Two years later he signed with Paramount, where he starred in The Parson of Panamint, The Monster and the Girl. He then did supporting roles in Wake Island and Bataan, the work on the latter occurring when he was on "loan-out" to MGM. During World War II Terry was classified "4F" unfit for military service due to defective vision.
When he left Paramount, he signed with RKO and was in Music in Manhattan, George White's Scandals, Pan-Americana, Born to Kill and the lead in Seven Keys to Baldpate.
Phillip Terry appeared in more than eighty movies over the span of his career. Many of the early roles were small and often uncredited. But in the 1940s, he received bigger and more numerous roles in some quality movies, such as The Lost Weekend starring Ray Milland, and To Each His Own starring Olivia de Havilland, who won one of her Oscars for her role in the film.

Investing

When his career began to slide in the late 1940s he turned his attention to real estate.
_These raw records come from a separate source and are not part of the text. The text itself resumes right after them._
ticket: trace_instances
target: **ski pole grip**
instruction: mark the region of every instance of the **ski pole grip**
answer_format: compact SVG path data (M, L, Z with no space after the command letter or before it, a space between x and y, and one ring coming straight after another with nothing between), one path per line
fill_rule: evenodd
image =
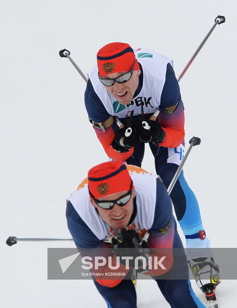
M216 18L217 18L217 17ZM67 58L67 56L66 55L66 53L67 53L68 55L69 56L70 55L70 52L69 50L67 50L67 49L65 49L65 48L64 49L62 49L62 50L60 50L59 52L59 55L62 58Z
M218 15L217 17L216 17L216 18L215 19L215 22L216 22L216 20L218 19L220 19L220 21L218 23L218 25L220 25L221 23L224 23L226 21L226 18L225 16L221 16L221 15Z
M198 137L194 137L194 136L192 138L191 138L189 140L189 143L191 144L192 142L193 142L193 146L195 145L198 145L201 143L201 140Z
M16 237L10 236L6 241L6 245L9 246L12 246L14 244L16 244L17 243L17 241L14 240L14 238L16 238Z

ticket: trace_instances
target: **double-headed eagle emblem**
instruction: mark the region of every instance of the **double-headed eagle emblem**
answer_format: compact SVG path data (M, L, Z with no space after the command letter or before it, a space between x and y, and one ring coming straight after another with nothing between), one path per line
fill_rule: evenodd
M104 63L103 65L103 69L105 72L108 74L112 73L113 71L114 71L114 63L113 62L110 62L109 63L107 62L107 63Z
M97 190L101 195L105 195L108 192L108 184L107 183L101 183L97 186Z

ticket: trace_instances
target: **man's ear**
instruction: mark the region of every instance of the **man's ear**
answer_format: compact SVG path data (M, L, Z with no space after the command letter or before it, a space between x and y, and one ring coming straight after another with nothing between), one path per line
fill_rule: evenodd
M96 204L92 198L90 198L90 202L94 208L96 207Z

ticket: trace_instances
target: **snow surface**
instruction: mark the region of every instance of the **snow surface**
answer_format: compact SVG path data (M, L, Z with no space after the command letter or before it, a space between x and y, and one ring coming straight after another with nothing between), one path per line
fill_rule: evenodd
M9 236L70 237L65 199L89 169L107 160L84 103L85 74L112 42L159 51L177 76L220 14L217 26L180 83L186 140L185 175L199 201L213 247L237 247L236 2L72 0L2 2L1 31L0 233L1 301L4 307L106 307L92 281L47 280L47 247L73 243L19 242ZM149 148L143 167L154 172ZM180 234L184 243L184 237ZM233 266L236 266L236 264ZM192 282L196 294L203 296ZM220 308L236 307L236 281L218 287ZM168 307L156 283L139 281L137 307ZM184 295L185 296L185 295Z

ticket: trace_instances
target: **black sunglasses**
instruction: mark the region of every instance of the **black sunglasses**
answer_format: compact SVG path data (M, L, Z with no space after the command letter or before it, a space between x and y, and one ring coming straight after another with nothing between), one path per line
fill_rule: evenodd
M101 201L101 200L98 200L98 199L96 199L94 198L94 196L89 190L89 192L96 204L97 204L100 208L102 208L105 209L111 210L113 208L116 203L119 206L123 206L124 205L125 205L126 203L128 203L131 199L133 193L133 181L131 180L130 190L125 195L124 195L121 197L120 197L119 198L118 198L116 200L106 200L104 201Z
M104 79L102 78L100 76L100 73L98 71L98 77L99 79L104 86L107 86L107 87L111 87L114 84L115 82L117 82L118 83L124 83L127 81L128 81L129 79L132 77L133 73L133 70L135 66L135 63L136 63L136 59L134 60L134 63L133 65L133 67L127 73L125 73L125 74L122 75L117 78L116 78L114 79Z

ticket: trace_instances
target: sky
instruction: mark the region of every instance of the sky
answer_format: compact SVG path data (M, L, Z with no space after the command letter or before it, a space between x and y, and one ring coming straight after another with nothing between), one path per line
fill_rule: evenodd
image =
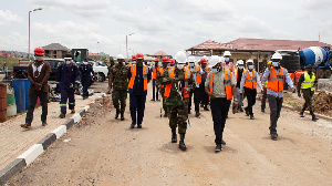
M332 44L331 0L11 0L0 7L0 51L61 43L111 55L174 55L238 38ZM132 34L133 33L133 34ZM132 35L129 35L132 34Z

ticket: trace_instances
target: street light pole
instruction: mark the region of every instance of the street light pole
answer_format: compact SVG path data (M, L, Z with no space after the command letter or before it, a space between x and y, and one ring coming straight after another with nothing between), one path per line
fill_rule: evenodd
M134 34L134 33L126 35L126 60L128 60L128 37L131 37L132 34Z
M28 59L30 60L30 13L33 11L43 10L42 8L33 9L29 11L29 51L28 51Z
He was a good salesman and investor, and eventually became very wealthy.

Marriages

He was married on July 21, 1942, at the Hidden Valley Ranch in Ventura County, California, to film star Joan Crawford. They were divorced in 1946. Irving Wallace, Amy Wallace, David Wallechinsky, and Sylvia Wallace wrote in their book, The Intimate Sex Lives of Famous People:
Despite her status as a single parent, in 1939 she began adoption proceedings for a baby girl, whom she named Joan Crawford, Jr. Months later Joan changed the child's name to Christina.... During she adopted a second child — a boy — and named him Phillip Terry, Jr. Following her 1946 divorce from Terry, she renamed the boy Christopher Crawford.

Terry later married Rosalind Lee, who was not an actress; they remained married until his death.

Later years

Terry never completely abandoned acting. During the 1950s, 1960s and early 1970s, he took on occasional movie roles. Some of his better B movies from this period include The Leech Woman, with Grant Williams, and The Navy vs. the Night Monsters, with Mamie Van Doren.
Sometimes he would accept television roles and was in episodes of The Name of the Game and Police Woman. He also made five guest appearances on Perry Mason, including the role of murder victim Robert Doniger in the 1960 episode, "The Case of the Gallant Grafter", and he played murderer Lawrence Kent in the 1961 episode, "The Case of the Resolute Reformer".
In 1973, he retired and moved to Santa Barbara, California. He suffered the first of a series of strokes in 1978. Because of the strokes, he lost his mobility and communication and was an invalid for several years before his death at the age of 83. Terry died at his home in Santa Barbara. His ashes were scattered in the Pacific Ocean.